Révélé en 1994 en tant qu’acteur pour Les Roseaux sauvages d’André Téchiné, Gaël Morel n’en est pas moins rapidement tenté par l’exercice périlleux de la réalisation. Si ses premières créations, souffrant d’un trop-plein référentiel, peinaient parfois à convaincre, son troisième long-métrage, Le Clan, histoire de trois frères aux destins croisés, témoigne d’une étonnante maturité.
Le film se décompose en trois portraits complémentaires de frères fondamentalement différents. Marc (Nicolas Cazalé, remarquable), le benjamin de vingt-deux ans, est en pleine crise d’insoumission. Il rejette violemment l’autorité paternelle et méprise Olivier (Thomas Dumerchez), son petit frère de dix-sept ans qui découvre par ailleurs l’amour dans les bras d’Hicham (Salim Kechiouche), tandis qu’il adule Christophe (Stéphane Rideau), l’aîné, ancien délinquant fraîchement sorti de prison que l’espoir d’une réintégration sociale motive à s’investir professionnellement.
Pour chacun d’entre eux, l’épreuve du Clan fonctionne comme un parcours initiatique, un espace d’affirmation exclusivement masculin, au sein duquel l’intervention de la femme n’est pas attendue, son existence jamais espérée. Avec une rare intensité érotique et une attention que certains pourront qualifier de complaisante, Gaël Morel fixe l’expressivité des regards, les mouvements de ces corps dénudés érigés en armes. Car, entre le heurt et l’étreinte, l’ambiguïté existe constamment, démontrant que la quête d’un plaisir exclusif peut aussi devenir un étrange rapport de force et de domination, une inépuisable source de souffrances. Les exacerbations viriles deviennent les enjeux d’une séduction mortifère, profondément narcissique puisqu’à caractère régressif. Marc, au travers de ses actes, des plus anodins comme le taillage d’une toison pubienne, aux plus conséquents comme le flirt avec le suicide, tend vers la purification, l’espoir de s’aimer soi-même qu’Olivier parviendra à atteindre plus prématurément que ses frères dans les bras d’Hicham. Ce tableau-ci se révèle d’ailleurs le plus troublant, le plus envoûtant, quitte à empiéter sur l’espace de Nicolas, car Gaël Morel, en jouant sur l’évanescence de la lumière et des couleurs, assume un lyrisme exacerbé qui le rapproche de François Truffaut. Surtout, l’objectif de sa caméra préserve habilement une intimité complexifiée par les enjeux amoureux, un espace mystérieux au sein duquel le benjamin se révélera, grâce à cette liberté assumée, le plus insoumis de la fratrie.

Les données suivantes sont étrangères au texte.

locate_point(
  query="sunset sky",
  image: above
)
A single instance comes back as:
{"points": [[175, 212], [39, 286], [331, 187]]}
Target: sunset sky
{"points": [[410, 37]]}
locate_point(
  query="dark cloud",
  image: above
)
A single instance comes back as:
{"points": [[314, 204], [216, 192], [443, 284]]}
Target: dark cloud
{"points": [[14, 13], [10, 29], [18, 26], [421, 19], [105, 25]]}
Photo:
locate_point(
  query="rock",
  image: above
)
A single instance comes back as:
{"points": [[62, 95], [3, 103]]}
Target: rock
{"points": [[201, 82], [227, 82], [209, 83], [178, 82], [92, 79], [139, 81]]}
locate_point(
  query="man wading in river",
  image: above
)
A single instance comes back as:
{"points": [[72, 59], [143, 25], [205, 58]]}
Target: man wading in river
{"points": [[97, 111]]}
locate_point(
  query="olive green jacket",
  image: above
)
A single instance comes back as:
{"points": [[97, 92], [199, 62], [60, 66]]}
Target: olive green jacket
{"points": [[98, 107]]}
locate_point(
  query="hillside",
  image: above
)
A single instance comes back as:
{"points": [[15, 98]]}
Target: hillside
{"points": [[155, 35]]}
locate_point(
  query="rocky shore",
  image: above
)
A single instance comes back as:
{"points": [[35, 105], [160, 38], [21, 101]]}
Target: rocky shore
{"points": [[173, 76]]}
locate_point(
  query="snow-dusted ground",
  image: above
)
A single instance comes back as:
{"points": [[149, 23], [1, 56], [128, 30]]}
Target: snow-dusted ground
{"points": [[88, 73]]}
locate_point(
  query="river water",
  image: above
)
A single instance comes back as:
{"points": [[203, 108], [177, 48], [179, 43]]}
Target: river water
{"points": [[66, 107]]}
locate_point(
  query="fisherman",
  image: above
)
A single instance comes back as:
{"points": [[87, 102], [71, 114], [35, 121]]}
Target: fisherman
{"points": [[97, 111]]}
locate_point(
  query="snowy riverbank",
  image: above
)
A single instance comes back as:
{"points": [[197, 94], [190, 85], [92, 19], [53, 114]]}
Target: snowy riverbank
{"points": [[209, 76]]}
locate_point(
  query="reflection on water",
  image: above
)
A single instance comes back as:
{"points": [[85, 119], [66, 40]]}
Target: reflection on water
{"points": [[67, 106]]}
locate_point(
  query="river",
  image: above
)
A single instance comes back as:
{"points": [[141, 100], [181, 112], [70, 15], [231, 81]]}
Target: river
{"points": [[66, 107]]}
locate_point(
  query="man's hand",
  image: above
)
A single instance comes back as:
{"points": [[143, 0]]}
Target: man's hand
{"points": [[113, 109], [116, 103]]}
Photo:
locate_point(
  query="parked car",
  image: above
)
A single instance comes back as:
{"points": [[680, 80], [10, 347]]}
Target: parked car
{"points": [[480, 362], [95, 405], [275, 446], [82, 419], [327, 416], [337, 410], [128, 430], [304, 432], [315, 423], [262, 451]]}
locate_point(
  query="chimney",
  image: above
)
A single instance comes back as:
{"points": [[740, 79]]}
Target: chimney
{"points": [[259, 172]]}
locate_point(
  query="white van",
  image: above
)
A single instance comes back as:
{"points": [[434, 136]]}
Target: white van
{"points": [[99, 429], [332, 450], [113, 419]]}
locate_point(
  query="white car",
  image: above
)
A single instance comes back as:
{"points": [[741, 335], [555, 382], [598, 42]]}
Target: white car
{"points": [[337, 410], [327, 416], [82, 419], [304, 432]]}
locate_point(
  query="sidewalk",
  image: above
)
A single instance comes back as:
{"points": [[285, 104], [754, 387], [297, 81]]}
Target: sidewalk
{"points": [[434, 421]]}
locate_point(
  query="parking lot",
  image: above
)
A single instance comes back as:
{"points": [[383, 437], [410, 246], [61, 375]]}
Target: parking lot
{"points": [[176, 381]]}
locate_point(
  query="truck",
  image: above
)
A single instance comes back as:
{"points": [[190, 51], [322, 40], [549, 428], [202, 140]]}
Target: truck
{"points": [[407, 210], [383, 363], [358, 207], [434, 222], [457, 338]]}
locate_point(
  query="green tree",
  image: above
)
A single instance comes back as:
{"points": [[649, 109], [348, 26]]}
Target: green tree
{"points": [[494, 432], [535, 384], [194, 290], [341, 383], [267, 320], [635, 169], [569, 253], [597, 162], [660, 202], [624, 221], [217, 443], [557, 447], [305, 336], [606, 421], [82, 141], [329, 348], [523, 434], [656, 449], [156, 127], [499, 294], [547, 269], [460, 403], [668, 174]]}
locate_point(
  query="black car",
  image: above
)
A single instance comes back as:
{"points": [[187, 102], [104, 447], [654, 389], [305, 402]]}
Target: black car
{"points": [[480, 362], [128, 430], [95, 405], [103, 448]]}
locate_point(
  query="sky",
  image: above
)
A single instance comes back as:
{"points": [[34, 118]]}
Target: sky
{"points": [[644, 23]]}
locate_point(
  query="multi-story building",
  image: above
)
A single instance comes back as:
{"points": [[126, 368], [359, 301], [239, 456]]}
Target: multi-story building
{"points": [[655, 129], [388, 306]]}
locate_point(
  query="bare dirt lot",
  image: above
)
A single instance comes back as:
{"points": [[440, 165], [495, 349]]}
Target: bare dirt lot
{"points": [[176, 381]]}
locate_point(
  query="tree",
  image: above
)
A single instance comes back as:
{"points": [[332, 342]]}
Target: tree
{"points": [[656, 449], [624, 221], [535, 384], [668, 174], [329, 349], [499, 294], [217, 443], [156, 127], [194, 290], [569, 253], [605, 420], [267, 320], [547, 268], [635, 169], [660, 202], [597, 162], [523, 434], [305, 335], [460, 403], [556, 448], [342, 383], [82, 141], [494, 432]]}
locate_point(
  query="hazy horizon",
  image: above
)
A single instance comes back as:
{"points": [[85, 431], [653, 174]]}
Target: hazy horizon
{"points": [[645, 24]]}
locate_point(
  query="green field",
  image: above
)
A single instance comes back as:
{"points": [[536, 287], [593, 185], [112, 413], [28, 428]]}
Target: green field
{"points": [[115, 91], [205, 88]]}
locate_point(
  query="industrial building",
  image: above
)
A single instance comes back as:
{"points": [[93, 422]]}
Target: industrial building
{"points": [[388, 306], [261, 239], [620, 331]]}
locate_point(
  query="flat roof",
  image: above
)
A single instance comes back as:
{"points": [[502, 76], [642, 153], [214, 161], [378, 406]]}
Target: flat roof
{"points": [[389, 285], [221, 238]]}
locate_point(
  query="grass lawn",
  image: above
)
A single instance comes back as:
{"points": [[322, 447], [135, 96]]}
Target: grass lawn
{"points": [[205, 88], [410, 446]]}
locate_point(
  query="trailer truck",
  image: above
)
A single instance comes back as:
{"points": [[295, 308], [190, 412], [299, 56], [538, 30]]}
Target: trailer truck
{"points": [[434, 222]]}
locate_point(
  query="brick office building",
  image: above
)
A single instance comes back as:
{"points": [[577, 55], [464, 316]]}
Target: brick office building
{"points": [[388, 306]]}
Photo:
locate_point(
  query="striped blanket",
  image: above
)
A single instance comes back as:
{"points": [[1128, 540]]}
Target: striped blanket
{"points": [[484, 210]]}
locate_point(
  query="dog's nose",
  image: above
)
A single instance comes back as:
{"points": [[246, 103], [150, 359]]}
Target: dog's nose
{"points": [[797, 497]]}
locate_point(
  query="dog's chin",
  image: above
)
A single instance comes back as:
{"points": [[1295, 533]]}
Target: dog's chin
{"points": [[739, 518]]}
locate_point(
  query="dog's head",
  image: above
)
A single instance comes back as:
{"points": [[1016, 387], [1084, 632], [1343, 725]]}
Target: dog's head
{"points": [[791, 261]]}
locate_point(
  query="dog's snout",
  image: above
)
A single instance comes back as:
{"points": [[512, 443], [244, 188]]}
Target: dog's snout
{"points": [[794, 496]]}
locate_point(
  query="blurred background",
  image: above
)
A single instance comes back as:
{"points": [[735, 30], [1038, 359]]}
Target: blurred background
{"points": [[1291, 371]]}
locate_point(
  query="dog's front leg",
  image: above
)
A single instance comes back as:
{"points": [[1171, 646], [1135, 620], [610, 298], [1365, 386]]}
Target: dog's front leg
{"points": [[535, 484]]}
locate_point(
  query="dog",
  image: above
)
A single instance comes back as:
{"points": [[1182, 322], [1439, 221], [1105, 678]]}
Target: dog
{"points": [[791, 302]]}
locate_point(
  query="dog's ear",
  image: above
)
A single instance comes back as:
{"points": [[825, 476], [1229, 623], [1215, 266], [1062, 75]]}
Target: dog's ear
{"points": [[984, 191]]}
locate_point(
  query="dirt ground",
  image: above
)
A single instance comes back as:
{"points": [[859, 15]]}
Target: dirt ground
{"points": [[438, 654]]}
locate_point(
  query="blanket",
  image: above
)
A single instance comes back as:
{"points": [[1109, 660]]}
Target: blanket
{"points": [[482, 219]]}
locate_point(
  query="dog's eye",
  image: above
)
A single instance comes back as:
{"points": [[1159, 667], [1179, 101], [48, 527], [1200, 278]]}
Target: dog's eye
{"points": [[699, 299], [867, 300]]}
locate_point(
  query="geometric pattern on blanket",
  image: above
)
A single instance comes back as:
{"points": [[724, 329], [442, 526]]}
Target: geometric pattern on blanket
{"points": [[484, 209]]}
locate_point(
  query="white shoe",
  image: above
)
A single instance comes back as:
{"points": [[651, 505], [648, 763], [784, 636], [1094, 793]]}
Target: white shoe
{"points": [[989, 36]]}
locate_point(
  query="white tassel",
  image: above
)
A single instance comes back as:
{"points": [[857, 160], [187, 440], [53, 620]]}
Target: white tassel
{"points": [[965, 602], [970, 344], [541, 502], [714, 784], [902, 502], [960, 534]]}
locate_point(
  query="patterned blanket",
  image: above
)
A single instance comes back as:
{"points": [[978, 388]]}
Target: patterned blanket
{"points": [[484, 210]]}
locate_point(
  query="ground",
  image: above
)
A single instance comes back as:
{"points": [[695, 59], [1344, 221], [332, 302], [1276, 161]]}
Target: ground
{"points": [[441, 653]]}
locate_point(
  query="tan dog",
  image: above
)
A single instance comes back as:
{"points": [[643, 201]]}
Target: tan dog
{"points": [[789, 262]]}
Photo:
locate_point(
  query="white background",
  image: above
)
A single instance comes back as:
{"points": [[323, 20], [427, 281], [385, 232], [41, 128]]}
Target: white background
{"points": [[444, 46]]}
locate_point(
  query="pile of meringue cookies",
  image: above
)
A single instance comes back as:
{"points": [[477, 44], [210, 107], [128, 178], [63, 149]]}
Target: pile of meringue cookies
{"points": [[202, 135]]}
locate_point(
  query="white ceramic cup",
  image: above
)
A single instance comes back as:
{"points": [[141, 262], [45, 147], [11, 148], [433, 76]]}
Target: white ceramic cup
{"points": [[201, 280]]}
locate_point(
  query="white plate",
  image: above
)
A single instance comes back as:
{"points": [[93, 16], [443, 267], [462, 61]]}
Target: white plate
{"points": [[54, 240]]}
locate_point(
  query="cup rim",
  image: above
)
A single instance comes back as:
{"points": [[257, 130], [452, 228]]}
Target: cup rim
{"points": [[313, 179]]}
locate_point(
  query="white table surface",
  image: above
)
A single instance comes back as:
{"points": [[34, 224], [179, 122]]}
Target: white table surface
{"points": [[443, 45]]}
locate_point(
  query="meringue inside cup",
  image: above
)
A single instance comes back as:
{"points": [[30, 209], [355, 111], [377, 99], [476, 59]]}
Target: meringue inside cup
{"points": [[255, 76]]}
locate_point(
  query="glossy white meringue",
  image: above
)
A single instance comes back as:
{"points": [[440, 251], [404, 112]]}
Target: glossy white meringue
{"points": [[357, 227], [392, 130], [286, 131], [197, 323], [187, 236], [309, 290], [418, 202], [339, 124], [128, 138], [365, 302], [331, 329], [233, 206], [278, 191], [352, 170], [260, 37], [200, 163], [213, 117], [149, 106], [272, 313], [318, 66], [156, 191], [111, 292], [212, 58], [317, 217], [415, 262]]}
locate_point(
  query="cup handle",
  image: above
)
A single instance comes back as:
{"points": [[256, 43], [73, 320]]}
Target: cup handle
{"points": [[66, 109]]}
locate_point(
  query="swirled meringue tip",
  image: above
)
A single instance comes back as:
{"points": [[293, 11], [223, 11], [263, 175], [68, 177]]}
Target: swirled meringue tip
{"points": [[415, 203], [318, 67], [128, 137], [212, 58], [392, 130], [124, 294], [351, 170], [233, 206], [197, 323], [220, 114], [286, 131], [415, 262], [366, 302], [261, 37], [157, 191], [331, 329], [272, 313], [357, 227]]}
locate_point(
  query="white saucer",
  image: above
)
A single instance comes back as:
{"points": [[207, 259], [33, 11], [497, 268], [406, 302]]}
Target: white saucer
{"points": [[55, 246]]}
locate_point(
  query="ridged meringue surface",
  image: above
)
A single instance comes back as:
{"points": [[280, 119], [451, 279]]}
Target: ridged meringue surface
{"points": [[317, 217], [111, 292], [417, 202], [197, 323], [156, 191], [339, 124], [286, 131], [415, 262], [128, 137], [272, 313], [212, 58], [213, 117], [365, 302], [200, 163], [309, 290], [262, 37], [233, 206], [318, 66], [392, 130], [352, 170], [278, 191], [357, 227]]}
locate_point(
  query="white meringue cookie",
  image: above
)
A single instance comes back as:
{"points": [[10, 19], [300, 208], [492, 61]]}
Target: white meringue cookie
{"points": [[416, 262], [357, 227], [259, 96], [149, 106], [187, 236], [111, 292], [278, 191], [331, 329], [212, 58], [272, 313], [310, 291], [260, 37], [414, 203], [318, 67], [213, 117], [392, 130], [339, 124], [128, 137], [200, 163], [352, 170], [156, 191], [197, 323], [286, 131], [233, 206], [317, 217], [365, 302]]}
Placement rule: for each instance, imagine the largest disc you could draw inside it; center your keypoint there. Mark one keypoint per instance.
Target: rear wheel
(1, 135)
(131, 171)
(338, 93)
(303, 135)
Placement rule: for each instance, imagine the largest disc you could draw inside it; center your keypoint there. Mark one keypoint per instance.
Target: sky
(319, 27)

Mais le réalisateur de trente-deux ans ne s’inscrit absolument pas dans la mouvance d’un cinéma pro-gay. Comme dans la plupart des films d’André Téchiné, une référence pour le jeune cinéaste, chacun existe pour ce qu’il est, et aucune forme de suspense n’est entretenue autour d’une quelconque homosexualité présupposée. Le désir jaillit sans complexe et devient l’essence même du film, l’habitant dans ses moindres recoins. L’équilibre de l’œuvre tient pour beaucoup à la performance des acteurs. Excellemment dirigés par le metteur en scène, ils n’en restent pas moins libres et profondément inspirés, captés dans cette innocence sauvage qui sied au film en dépassant avec brio le stade conventionnel de la composition. Si l’on peut regretter certains effets de style appuyés, comme l’utilisation récurrente d’une musique rock pour exprimer le mal-être de ces grands adolescents, Le Clan est une réussite singulière, à la fois audacieuse et profondément intimiste.